The jail's kitchen staff not only feeds inmates with the produce and chickens raised in the jail's backyard, it also cans tomatoes and other produce to use over the winter. Surplus is donated to local soup kitchens. The inmates tend the garden and chickens. All expenses are covered by donations.

"I have not spent a dime of taxpayer money to take care of the garden or the chickens," the sheriff said. "It's all donated for that purpose. Nothing comes out of my regular budget."

Mr. Yost said in a written statement that the garden is a "win-win" for Sandusky County. "Sheriff Overmyer found a way to save a significant amount of money while at the same time giving back to the community," Mr. Yost said. "That's a real taxpayer hero, and I am proud to recognize his hard work."

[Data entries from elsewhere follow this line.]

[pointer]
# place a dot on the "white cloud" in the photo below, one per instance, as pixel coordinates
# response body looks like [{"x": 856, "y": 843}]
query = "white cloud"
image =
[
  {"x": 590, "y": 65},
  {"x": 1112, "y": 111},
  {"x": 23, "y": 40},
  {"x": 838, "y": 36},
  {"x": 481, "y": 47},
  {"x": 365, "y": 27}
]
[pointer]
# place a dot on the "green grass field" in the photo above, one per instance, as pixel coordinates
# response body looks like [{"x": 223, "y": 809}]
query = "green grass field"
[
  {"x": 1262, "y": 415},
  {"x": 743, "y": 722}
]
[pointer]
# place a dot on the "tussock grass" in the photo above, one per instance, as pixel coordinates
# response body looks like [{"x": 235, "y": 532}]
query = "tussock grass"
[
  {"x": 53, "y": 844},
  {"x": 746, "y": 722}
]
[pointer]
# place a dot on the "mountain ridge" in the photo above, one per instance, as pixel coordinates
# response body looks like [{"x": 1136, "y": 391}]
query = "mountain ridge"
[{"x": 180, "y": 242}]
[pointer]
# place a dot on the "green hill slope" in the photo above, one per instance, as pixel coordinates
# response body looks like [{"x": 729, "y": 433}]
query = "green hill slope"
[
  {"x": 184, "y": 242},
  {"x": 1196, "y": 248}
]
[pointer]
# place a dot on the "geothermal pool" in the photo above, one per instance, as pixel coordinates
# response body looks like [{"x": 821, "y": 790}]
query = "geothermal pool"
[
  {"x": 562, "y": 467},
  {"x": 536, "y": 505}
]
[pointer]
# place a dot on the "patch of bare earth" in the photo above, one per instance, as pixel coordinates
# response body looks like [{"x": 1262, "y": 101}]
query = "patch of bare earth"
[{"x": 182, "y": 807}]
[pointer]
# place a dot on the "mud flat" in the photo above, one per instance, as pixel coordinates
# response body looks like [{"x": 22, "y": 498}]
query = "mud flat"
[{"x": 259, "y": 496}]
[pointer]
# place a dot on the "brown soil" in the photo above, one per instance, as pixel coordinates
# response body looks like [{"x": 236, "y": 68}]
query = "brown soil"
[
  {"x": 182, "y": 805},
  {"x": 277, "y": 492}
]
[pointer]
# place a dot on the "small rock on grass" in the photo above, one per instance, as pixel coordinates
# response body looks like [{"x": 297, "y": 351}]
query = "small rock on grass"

After his stop in Fremont, Mr. Yost drove to Toledo to present the Toledo-Lucas County Public Library an Award with Distinction for having a clean financial audit. The award is presented to local governments and school districts that file timely reports with the state auditor's office, that have audits with no findings for recovery, citations, deficiencies, or weaknesses, and that meet other criteria.

Library Director Clyde Scoles commended the library's finance staff for providing sound fiscal practices. The library, which is asking Lucas County voters to approve a five-year, 2.9-mill levy Nov. 6, "prides itself on spending public tax dollars wisely," Mr. Scoles said. Two mills of the levy are a renewal and 0.9 mill would be an additional tax.